From the Department of Anesthesiology (ZQ, SZ, NG, PH, ZH, XL), Department of Psychiatry (MZ), The Third Affiliated Hospital, Sun Yat-sen University and Department of Medical Quality Management, Nanfang Hospital, Southern Medical University, Guangzhou, China, Guangzhou, China (PX).
Eur J Anaesthesiol. 2020 Jan;37(1):5-13. doi: 10.1097/EJA.0000000000001113.
Postictal delirium (PID) is a relatively common complication following electroconvulsive therapy (ECT).
We investigated whether prophylactic dexmedetomidine administration would safely decrease the incidence of PID in psychiatric patients after ECT.
A randomised, double-blind, placebo-controlled trial.
A total of 223 patients undergoing ECT were randomly allocated to two groups.
Patients received 0.5 μg kg dexmedetomidine (Dex group, n=111) or 0.9% sodium chloride (Con group, n=112) before ECT. Propofol was used for anaesthesia and succinylcholine for muscle relaxation. The incidence of PID was measured using the Confusion Assessment Method for the Intensive Care Unit.

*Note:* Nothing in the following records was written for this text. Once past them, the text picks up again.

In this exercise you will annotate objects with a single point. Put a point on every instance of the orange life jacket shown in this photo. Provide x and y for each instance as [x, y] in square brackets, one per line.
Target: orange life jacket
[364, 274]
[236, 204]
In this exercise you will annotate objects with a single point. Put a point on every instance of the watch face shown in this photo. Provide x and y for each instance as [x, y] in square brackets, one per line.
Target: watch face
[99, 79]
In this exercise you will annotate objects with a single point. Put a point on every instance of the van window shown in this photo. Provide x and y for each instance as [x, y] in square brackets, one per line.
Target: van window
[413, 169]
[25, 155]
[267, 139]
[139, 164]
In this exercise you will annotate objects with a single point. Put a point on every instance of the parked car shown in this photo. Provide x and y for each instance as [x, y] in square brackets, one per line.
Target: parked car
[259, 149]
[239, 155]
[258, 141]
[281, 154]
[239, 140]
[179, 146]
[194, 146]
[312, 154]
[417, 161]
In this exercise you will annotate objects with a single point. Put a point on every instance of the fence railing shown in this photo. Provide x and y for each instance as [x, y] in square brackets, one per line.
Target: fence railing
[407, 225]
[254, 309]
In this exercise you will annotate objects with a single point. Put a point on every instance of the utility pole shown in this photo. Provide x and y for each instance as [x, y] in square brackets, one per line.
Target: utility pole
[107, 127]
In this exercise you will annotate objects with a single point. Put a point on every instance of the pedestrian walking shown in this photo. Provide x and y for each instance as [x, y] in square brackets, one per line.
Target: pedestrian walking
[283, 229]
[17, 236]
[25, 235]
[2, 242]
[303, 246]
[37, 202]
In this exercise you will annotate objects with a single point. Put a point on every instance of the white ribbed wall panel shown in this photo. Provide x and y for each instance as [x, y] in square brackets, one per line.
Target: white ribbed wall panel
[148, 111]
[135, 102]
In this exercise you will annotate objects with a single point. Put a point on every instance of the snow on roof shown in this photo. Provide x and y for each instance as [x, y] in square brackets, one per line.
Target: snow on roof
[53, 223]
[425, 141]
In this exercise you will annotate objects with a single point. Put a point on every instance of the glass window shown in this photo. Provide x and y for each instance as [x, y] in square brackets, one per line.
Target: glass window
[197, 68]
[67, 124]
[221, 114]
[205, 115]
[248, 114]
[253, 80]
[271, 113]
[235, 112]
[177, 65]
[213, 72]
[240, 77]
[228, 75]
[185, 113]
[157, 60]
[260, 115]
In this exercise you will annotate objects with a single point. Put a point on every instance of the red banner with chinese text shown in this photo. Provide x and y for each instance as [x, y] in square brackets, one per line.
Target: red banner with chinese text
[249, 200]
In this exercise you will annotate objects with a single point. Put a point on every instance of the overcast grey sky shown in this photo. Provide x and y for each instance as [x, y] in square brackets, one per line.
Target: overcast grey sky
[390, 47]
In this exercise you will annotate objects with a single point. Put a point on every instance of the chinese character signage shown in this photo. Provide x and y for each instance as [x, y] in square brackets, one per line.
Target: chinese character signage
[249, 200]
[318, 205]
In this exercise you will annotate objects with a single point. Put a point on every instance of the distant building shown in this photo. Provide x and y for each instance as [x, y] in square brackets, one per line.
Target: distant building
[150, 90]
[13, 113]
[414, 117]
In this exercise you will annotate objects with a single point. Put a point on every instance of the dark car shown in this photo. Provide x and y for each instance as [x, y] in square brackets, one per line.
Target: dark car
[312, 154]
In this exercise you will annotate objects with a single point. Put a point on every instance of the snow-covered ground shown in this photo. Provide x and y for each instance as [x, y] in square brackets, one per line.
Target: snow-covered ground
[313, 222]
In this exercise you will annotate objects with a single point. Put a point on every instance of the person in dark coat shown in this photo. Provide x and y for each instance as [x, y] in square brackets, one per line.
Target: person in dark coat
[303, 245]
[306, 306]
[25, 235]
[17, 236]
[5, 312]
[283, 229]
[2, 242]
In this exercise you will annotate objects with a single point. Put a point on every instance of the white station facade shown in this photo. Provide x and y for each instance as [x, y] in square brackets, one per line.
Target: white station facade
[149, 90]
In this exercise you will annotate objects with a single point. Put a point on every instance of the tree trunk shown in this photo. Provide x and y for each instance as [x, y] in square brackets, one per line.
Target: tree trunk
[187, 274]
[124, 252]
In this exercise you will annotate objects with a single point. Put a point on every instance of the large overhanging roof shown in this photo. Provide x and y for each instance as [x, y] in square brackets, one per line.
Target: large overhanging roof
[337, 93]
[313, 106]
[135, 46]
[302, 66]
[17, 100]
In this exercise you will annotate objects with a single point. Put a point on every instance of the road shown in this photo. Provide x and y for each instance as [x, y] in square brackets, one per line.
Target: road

The percentage of patients who were diagnosed with PID at any ECT session during the whole treatment.
PID occurred in 76 (67.9%) of 112 patients given saline (0.9% sodium chloride), and in 49 (44.1%) of 111 patients given dexmedetomidine during the whole treatment. There was a significant difference in the incidence of PID between two groups (P < 0.001). Post hoc analyses showed that the incidence of PID was significantly lower in the Dex group than in the Con group from the first to the seventh ECT session (P < 0.005). There were no significant differences in seizure duration or recovery time between the two groups. Heart rate and mean arterial pressure in the Dex group were significantly lower than in the Con group at 0, 5 and 15 min after electrical stimulation. No patients developed bradycardia, hypotension or respiratory depression during recovery.
Pretreatment with dexmedetomidine leads to a significant reduction in the incidence of PID with no respiratory depressant effect. Dexmedetomidine might be considered an effective method for the prevention of PID post-ECT.
Chinese Clinical Trial Registry ChiCTR-IOR-17012306.
电抽搐治疗(ECT)后发生癫痫后谵妄(PID)是一种相对常见的并发症。
我们研究了在 ECT 后预防性给予右美托咪定是否能安全降低精神科患者 PID 的发生率。
随机、双盲、安慰剂对照试验。
共 223 例接受 ECT 的患者被随机分配到两组。
患者在 ECT 前分别接受 0.5μg/kg 右美托咪定(Dex 组,n=111)或 0.9%氯化钠(Con 组,n=112)。丙泊酚用于麻醉,琥珀胆碱用于肌肉松弛。使用 ICU 意识模糊评估法测量 PID 的发生率。
整个治疗过程中任何一次 ECT 时被诊断为 PID 的患者百分比。
在接受生理盐水(0.9%氯化钠)的 112 例患者中,PID 发生在 76 例(67.9%);在接受右美托咪定的 111 例患者中,PID 发生在 49 例(44.1%)。两组 PID 发生率有显著差异(P<0.001)。事后分析显示,从第一次到第七次 ECT 时,Dex 组的 PID 发生率明显低于 Con 组(P<0.005)。两组的癫痫发作持续时间和恢复时间无显著差异。电刺激后 0、5 和 15 分钟,Dex 组的心率和平均动脉压明显低于 Con 组。在恢复过程中,没有患者出现心动过缓、低血压或呼吸抑制。
预先给予右美托咪定可显著降低 PID 的发生率,且无呼吸抑制作用。右美托咪定可能是预防 ECT 后 PID 的有效方法。
中国临床试验注册中心 ChiCTR-IOR-17012306。